燃え木から煙が立ち昇り始めるにしたがい、回想から戻ってきた。ゆっくりあおいで火の粉に空気を送ってやり、すぐに心の浮き立つ焚き火を起こした。火のそばで林檎を炙りながら座り、これからのことについて考えた。ケリッサをそばに置かずに生きることに大して意味はないと認めざるを得ないとしても、死のカルトを受け入れる気にはならなかった。それにそうすることでタラロンに大して良いことはなかった。

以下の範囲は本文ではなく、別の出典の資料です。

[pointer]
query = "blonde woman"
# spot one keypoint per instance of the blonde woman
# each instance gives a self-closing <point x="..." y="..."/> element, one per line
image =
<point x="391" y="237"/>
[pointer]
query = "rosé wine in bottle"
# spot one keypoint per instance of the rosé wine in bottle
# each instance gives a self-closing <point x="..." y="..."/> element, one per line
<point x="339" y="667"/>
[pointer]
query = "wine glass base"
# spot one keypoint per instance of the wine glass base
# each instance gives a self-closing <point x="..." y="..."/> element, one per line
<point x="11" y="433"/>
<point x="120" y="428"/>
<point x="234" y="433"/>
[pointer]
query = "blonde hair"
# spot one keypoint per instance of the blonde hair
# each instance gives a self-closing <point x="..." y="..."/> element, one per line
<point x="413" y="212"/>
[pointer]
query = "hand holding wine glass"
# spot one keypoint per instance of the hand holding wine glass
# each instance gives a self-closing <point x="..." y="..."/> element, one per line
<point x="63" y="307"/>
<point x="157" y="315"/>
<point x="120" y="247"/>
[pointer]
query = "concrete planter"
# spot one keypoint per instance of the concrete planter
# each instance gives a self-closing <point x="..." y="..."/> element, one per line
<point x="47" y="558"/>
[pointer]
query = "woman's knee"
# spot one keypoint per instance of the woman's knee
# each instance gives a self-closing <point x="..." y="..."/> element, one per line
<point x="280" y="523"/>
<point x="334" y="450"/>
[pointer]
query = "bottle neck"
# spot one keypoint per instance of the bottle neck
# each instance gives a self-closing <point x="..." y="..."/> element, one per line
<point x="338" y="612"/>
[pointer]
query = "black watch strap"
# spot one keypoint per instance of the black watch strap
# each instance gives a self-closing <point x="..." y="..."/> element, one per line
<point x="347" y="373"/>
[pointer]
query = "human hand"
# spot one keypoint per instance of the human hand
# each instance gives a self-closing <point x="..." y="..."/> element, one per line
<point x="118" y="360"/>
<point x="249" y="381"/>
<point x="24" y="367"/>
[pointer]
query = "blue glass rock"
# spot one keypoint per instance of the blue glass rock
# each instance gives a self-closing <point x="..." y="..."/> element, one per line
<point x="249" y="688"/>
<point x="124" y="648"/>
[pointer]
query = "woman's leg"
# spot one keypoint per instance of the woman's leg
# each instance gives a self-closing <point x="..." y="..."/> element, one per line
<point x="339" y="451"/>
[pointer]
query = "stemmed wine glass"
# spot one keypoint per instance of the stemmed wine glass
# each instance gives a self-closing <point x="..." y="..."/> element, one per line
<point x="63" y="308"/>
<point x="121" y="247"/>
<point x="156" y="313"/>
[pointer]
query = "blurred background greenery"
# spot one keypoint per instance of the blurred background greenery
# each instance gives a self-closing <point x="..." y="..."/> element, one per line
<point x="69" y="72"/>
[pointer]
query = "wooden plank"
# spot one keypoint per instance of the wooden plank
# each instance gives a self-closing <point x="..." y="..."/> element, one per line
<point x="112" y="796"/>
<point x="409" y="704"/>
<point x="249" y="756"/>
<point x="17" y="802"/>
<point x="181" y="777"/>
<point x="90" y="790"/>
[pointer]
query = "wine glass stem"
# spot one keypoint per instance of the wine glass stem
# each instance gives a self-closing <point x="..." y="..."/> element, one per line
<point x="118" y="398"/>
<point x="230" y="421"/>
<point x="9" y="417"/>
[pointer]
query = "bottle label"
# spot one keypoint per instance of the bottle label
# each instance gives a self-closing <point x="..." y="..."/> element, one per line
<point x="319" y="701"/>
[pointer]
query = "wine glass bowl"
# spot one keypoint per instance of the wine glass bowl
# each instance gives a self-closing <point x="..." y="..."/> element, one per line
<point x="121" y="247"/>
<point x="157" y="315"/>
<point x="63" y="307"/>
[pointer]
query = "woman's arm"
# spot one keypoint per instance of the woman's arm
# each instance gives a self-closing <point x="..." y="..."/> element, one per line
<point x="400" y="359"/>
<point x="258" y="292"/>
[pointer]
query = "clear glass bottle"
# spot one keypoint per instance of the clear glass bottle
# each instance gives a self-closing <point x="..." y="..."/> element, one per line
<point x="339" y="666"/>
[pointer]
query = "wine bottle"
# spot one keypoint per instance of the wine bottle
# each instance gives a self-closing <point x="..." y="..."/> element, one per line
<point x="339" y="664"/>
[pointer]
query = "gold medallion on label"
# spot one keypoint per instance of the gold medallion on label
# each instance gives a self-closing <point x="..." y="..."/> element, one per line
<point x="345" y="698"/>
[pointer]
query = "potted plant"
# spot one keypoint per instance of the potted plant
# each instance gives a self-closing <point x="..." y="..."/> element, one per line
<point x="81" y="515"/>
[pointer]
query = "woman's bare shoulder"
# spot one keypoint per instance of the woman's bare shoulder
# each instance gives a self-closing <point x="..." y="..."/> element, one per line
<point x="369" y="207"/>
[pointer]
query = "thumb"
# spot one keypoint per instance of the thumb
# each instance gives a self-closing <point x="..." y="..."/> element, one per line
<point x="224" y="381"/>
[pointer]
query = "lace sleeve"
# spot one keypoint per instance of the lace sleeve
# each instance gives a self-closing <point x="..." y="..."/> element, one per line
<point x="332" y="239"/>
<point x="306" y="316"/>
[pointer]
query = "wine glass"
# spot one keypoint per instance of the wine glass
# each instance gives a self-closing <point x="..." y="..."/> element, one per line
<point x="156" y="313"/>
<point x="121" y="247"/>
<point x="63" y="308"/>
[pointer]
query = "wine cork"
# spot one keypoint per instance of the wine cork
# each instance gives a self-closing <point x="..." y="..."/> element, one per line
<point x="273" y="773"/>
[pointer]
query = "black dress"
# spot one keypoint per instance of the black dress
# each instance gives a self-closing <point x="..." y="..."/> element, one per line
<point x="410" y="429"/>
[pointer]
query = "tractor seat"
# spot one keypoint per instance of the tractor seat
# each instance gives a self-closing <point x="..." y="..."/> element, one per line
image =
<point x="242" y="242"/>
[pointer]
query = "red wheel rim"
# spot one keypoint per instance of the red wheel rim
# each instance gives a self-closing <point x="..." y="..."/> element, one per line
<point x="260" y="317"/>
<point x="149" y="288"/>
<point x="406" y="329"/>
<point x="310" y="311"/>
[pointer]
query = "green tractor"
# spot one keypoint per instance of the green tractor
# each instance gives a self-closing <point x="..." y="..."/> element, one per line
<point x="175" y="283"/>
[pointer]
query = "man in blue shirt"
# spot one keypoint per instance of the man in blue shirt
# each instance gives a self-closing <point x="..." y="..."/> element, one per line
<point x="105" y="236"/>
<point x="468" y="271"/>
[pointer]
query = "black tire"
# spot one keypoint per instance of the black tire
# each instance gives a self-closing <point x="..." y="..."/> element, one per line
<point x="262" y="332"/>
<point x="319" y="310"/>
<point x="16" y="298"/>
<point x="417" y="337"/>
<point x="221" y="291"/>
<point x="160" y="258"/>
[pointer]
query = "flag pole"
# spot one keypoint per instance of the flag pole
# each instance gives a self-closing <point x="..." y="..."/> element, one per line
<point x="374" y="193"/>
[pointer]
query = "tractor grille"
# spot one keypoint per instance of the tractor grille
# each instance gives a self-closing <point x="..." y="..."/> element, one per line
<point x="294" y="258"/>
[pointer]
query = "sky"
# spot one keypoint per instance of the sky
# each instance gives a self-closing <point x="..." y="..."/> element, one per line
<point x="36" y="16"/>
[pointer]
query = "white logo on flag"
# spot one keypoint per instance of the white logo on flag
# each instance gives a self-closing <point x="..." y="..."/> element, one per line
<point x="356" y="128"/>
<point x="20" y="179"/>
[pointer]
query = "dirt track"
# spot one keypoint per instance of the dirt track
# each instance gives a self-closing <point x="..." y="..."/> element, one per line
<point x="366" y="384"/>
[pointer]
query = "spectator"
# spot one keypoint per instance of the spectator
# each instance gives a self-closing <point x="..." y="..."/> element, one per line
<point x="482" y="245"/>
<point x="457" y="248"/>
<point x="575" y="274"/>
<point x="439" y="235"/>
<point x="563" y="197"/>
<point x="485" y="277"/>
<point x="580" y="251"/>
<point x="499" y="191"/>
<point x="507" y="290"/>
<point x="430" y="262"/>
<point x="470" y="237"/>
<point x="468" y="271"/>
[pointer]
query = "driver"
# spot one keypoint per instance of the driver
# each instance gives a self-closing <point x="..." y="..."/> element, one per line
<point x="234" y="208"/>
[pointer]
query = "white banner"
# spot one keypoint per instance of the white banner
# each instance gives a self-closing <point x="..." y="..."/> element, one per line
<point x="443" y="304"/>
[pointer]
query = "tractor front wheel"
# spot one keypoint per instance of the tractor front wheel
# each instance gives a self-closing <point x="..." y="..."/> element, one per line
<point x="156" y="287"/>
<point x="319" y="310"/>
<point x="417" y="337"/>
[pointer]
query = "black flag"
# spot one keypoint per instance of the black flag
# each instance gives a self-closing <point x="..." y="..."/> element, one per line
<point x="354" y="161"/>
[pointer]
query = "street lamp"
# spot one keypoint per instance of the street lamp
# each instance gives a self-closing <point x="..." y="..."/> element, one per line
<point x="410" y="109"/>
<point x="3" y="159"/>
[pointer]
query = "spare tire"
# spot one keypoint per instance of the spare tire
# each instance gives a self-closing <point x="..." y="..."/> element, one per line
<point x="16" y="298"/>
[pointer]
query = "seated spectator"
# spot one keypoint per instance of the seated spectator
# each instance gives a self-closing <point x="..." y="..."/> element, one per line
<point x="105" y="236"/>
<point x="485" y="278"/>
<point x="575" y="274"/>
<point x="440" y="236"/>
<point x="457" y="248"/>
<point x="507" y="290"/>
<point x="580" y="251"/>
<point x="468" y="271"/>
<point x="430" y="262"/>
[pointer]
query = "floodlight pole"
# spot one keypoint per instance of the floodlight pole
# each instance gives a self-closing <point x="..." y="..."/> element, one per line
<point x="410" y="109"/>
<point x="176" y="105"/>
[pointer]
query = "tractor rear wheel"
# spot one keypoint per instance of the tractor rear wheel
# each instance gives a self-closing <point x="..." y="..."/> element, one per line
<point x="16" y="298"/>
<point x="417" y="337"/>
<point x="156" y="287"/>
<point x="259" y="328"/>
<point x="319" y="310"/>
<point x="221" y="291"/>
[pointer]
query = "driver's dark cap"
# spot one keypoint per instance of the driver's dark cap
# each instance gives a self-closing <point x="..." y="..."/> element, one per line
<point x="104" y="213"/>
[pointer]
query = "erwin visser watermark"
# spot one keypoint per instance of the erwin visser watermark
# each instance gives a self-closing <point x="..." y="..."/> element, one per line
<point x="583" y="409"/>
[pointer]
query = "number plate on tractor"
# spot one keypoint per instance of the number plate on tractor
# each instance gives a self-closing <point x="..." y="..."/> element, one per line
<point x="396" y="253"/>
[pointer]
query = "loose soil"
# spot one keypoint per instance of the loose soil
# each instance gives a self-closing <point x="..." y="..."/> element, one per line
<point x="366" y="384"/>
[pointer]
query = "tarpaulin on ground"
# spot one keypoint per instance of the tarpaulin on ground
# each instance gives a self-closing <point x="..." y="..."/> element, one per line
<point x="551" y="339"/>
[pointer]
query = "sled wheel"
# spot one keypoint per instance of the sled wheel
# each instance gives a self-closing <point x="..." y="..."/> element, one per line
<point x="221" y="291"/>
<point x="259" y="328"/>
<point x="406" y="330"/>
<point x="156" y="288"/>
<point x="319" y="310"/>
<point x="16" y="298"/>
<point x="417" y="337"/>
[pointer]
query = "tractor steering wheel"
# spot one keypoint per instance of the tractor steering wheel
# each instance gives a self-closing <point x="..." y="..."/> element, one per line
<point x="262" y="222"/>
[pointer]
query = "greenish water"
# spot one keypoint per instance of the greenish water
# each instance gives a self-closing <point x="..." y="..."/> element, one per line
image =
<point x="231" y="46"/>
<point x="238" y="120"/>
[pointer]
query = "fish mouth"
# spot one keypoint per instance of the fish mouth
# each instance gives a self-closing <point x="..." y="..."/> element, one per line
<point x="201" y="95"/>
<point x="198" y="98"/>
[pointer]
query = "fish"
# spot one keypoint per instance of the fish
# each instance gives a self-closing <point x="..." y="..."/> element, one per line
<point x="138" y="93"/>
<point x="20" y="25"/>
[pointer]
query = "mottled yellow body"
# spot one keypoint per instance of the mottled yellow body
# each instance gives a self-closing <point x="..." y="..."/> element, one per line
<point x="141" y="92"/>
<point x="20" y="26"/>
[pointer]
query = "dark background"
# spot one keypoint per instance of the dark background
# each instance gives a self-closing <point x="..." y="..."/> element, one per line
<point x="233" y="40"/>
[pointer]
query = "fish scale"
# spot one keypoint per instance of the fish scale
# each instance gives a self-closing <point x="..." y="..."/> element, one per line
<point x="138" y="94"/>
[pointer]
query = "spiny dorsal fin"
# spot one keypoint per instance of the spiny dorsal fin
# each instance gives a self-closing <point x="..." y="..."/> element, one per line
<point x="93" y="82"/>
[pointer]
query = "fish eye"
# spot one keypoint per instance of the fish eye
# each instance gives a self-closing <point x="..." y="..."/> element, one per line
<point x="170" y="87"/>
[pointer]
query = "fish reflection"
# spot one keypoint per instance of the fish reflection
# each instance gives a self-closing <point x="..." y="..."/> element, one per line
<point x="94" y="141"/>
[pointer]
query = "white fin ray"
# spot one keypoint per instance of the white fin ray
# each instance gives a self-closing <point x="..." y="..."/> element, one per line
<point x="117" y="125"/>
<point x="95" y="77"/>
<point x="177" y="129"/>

進む方向を南や、あるいは東や西に変えることもできるが、そうしてどんな良いことがある?ルナー帝国は大きすぎて、逃れるにはあまりにも多くの土地を支配している。暗澹たる気持ちになって、結局唯一の取るべき道はアーグラスの反乱に加わることしかないように思える。耳にした最後の噂ではアーグラスは南のどこかにいることになっていて、カリルがずいぶん昔したようにヒョルトランド人たちから助けを求めているとか。ため息をついて、朝アーグラスを探すことを決める。少なくとも馬ならあることだし。

南に旅するに従い、ベオルガンはルナーの生んだ破壊の跡を目にした。町やステッドは沈黙のうちにあり、しばしば燃え殻だけが家の残骸として残っていた。入った村それぞれを服や武器や食糧、あれば生きていくのが楽になるもの全てを探してみた。ひとつの村で、死体が鎖かたびらの鎧を身につけていた。

明らかに致命傷を負って死にそうになりながら這いまわり、略奪者に見つからなかった男の死体だった。ベオルガンは自分の行くところに死体の悪臭がしないように、鎖かたびらを徹底的に洗ったが、この男がブルーに殺されたのでないことについては、ただ祈るだけだった。彼には疫病の汚染を浄化する術はなかったからである。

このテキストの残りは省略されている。